5

I have a set of files whose lengths are all multiples of the page-size of my operating system (FreeBSD 10). I would like to mmap() these files to consecutive pages of RAM, giving me the ability to treat a collection of files as one large array of data.

Preferably using portable functions, how can I find a sufficiently large region of unmapped address space so I can be sure that a series of mmap() calls to this region is going to be successful?

fuz
  • 88,405
  • 25
  • 200
  • 352
  • May I know what you're tryna do? – cadaniluk Jan 01 '16 at 21:38
  • @cad See first paragraph. Basically, I have a dataset which is split into multiple files and I want to map it into a continuous memory region to treat it as one. – fuz Jan 01 '16 at 21:39
  • Can you `mmap()` the first file letting the o/s choose the address for you, and then try to map the other files contiguously with that? I'd expect that to work reasonably well — but I've not tested it on any system, least of all FreeBSD 10. – Jonathan Leffler Jan 01 '16 at 21:41
  • @JonathanLeffler The data set is some 500 GB in size and each chunk is 50 MB. It's very likely that the OS fits the first mapping somewhere in the low address range without 500 GB free range above it. – fuz Jan 01 '16 at 21:43
  • 1
    It would be sensible to include such size information in the question. To be even contemplating 500 GiB in memory, you must be on a large 64-bit machine. That means there are large (even larger than 500 GiB) gaps in the memory map — the 64-bit address space is a million times bigger than that (with some space left over). You could probably argue that you could choose almost any well aligned address and probably get away with it. You might need to look at where your shared libraries, stack, heap are, just to make sure you stay clear of those. The 'try asking' approach in the answer is similar. – Jonathan Leffler Jan 01 '16 at 21:47

2 Answers2

6

Follow these steps:

  1. First compute the total size needed by enumerating your files and summing their sizes.
  2. Map a single area of anonymous memory of this size with mmap. If this fails, you lose.
  3. Save the pointer and unmap the area (actually, unmap may not be necessary if your system's mmap with a fixed address implicitly unmaps any previous overlapping region).
  4. Map the first file at this address with the appropriate MAP_FIXED flag.
  5. Increment the address by the file size.
  6. loop to step 4 until all files have been mmapped.
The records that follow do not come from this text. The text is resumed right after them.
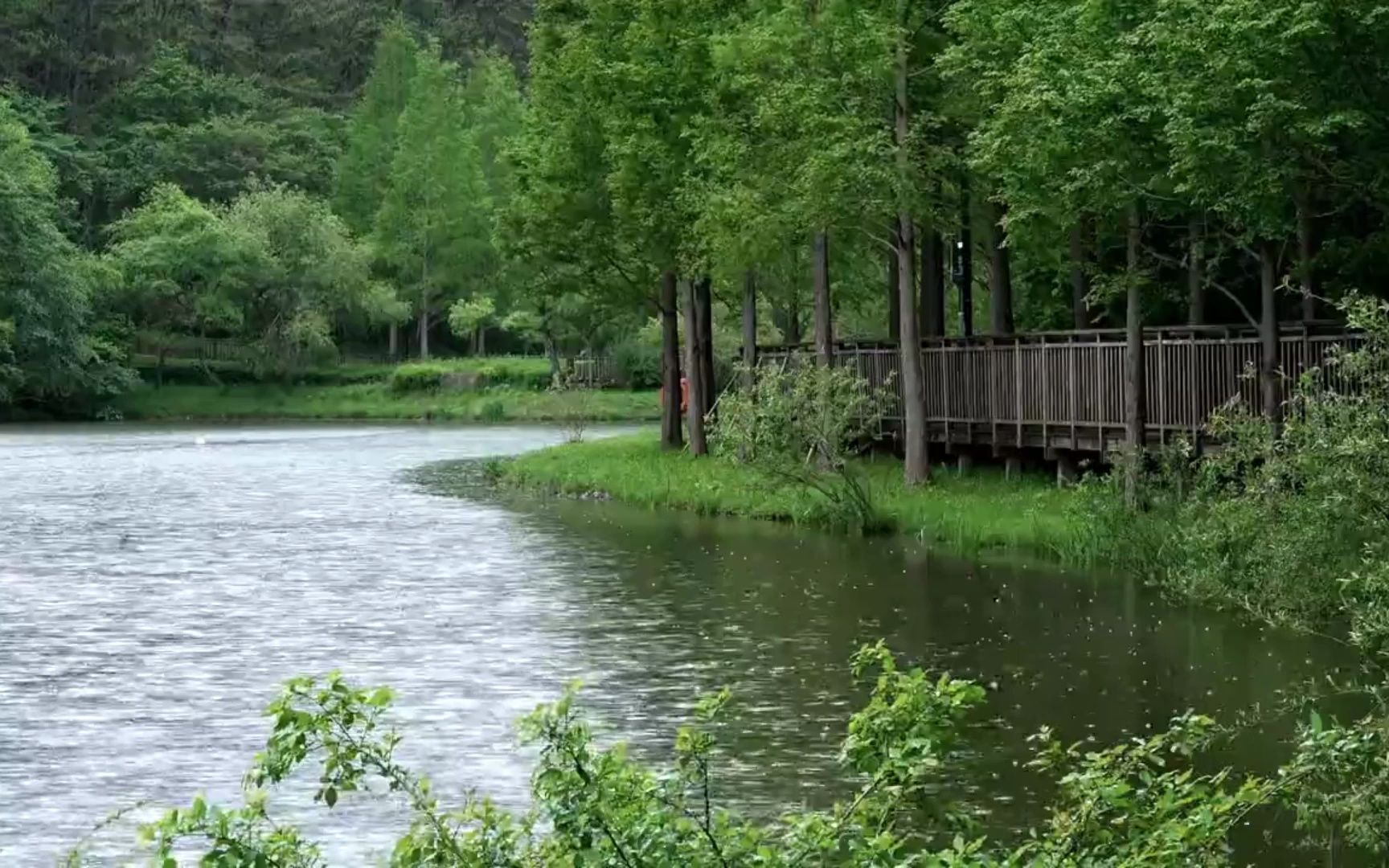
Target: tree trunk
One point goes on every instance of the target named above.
(1306, 253)
(1080, 276)
(424, 307)
(965, 261)
(916, 467)
(1268, 362)
(1133, 368)
(704, 297)
(671, 438)
(749, 328)
(893, 301)
(1001, 272)
(1194, 271)
(932, 282)
(551, 350)
(694, 374)
(824, 313)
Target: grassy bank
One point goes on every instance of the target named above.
(375, 400)
(970, 514)
(490, 389)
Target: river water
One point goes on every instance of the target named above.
(158, 583)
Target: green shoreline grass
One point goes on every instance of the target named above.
(971, 514)
(375, 400)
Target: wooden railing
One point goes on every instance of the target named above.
(1066, 389)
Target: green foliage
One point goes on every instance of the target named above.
(213, 135)
(638, 364)
(432, 227)
(49, 352)
(977, 514)
(240, 400)
(417, 378)
(363, 174)
(274, 268)
(803, 424)
(467, 316)
(1137, 805)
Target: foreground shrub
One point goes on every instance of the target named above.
(1138, 805)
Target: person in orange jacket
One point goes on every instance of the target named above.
(685, 395)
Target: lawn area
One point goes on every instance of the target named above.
(970, 514)
(375, 400)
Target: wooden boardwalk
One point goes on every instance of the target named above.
(1064, 391)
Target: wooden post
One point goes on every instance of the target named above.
(671, 438)
(1133, 372)
(1064, 469)
(749, 328)
(824, 313)
(1268, 334)
(694, 374)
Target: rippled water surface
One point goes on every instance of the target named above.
(156, 585)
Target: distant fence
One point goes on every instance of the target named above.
(1066, 389)
(204, 349)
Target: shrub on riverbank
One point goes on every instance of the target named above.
(378, 402)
This should be fully portable to any POSIX system, but some OSes might have quirks that prevent this method. Try it.

fuz
  • 88,405
  • 25
  • 200
  • 352
chqrlie
  • 131,814
  • 10
  • 121
  • 189
  • 1
    Great idea! To get the initial probe-mapping, I can create a sparse-file of the desired length and map that as my operating system won't let me map more anonymous memory than I have RAM (as far as I'm concerned). – fuz Jan 01 '16 at 21:40
  • 2
    Oh yeah, you don't even need to unmap the area—`mmap` will happily map right over it with `MAP_FIXED` as far as I'm concerned. – fuz Jan 01 '16 at 21:54
  • 1
    This also has the side-effect of avoiding the situation where another thread races with you for the address range you just cleared for use. – fuz Jan 01 '16 at 22:18
  • @FUZxxl - I missed that. Comment deleted. – Andrew Henle Jan 01 '16 at 22:23
2

You could mmap a large region where the size is the sum of the sizes of all files, using MAP_PRIVATE | MAP_ANON, and protection PROT_NONE which would prevent the OS from unnecessarily committing the memory charges.

This will reserve but not commit memory.

You could then open file filename1 at [baseAddr, size1) and open filename2 at [baseAddr + size1, baseAddr + size1 + size2), and so on.

I believe the flags for this are MAP_FIXED | MAP_PRIVATE.

Aaditya Kalsi
  • 1,039
  • 8
  • 16